A lightning-fast tactical rule variant for 2 players

Each player receives 2 red and 3 blue crystals and places them in their campsite (the rest of the blue and red crystals are placed in the middle). They also take the 7 transporter and 4 agent cards of a company that have no crystal multipliers and take them in their hand. EVERYTHING ELSE IS PUT BACK IN THE BOX (there is no white crystal, bank, relic etc. in this game).

The game is divided into 3 rounds. At the beginning of each round the players build up their teams (by playing 3 cards) according to the basic rules (2 cards will remain in hand in the end of the game). The faster team starts the round.

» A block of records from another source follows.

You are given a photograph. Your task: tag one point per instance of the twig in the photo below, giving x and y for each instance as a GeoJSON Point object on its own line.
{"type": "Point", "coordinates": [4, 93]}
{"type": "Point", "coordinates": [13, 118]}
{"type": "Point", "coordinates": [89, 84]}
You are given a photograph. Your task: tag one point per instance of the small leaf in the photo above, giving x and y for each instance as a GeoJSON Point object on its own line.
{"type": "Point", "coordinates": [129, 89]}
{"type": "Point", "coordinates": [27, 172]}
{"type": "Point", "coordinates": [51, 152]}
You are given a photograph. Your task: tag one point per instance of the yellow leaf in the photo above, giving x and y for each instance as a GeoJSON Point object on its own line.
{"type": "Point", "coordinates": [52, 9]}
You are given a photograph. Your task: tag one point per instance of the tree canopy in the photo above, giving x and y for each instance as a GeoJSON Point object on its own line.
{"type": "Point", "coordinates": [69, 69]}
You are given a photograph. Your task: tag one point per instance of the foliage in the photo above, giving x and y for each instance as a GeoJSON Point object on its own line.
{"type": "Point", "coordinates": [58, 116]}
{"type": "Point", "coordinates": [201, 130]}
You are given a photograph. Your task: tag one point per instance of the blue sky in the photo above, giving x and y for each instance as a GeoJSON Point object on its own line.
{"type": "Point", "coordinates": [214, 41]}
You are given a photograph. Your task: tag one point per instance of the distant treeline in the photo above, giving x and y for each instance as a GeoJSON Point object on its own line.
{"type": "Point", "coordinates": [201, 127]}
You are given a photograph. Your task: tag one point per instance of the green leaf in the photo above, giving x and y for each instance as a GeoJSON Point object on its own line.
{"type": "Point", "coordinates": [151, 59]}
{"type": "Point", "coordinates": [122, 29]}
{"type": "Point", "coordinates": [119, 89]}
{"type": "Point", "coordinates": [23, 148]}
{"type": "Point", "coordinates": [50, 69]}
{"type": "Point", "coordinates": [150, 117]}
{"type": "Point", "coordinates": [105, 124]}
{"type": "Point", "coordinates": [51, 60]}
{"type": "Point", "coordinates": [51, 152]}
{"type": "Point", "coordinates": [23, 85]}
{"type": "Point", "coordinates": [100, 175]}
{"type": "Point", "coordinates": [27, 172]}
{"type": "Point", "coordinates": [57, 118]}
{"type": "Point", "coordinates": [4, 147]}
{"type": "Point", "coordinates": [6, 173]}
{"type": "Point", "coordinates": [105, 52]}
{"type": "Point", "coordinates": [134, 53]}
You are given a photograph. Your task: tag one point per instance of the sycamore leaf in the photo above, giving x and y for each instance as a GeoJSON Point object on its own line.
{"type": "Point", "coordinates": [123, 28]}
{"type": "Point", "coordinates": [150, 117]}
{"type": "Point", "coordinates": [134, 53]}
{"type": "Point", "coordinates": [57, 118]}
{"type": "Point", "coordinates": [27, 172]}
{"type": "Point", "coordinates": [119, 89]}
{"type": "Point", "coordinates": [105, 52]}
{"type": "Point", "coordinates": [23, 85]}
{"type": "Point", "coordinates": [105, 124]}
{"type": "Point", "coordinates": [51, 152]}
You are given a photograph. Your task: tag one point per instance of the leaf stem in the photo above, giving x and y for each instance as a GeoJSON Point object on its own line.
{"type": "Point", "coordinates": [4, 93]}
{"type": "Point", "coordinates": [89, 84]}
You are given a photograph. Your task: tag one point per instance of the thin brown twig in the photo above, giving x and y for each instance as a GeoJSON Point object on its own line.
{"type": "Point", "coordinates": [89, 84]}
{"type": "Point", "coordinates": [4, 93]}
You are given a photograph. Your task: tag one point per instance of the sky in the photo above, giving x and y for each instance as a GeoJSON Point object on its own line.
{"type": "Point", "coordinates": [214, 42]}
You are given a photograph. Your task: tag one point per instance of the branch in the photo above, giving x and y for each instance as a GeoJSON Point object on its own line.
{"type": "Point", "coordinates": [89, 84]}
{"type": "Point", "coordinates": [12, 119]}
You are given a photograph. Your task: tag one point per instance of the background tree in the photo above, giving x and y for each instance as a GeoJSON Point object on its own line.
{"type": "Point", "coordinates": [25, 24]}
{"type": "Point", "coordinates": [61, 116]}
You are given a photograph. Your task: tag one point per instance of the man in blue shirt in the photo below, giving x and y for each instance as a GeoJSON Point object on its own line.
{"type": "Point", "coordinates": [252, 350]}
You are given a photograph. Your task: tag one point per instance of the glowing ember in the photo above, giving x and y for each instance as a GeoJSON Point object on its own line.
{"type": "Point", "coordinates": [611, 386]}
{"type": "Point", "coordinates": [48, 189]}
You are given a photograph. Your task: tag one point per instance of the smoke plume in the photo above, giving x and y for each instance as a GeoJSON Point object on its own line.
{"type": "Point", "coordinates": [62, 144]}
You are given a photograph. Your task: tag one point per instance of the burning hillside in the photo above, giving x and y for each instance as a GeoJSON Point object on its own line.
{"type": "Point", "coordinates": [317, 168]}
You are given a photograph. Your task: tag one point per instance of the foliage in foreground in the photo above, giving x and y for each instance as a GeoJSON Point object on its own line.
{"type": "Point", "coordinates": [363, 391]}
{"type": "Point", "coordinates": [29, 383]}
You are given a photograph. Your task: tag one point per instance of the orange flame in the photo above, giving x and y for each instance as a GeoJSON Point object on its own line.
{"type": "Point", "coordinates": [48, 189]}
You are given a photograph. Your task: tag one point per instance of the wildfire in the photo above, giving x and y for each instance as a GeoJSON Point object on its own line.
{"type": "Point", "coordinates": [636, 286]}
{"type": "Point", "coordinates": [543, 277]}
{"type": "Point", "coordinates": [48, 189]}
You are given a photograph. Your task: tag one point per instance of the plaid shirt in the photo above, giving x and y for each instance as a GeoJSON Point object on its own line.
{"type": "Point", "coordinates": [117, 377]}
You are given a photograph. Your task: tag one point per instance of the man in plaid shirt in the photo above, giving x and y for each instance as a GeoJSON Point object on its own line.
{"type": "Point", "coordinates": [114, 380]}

*In case there is at least one crystal in the campsite of the opponent and the stronger team has transporting capacity, the stronger team MUST steal from the other and take the crystals HOME.
*The team that can't steal anything must transport crystals home if they have at least as many crystals as their transporting capacity.
*If their transporting capacity is more than the crystals in their campsite (and they can't steal), they have to choose mining which means taking the amount of crystals depicted on their transporter agent cards to their campsite. In this case their team protects their campsite until the end of the round, in any other case they have left the campsite unprotected.

At the end of the game players receive victory points for their crystals (3 for red and 2 for blue); the player with more points wins.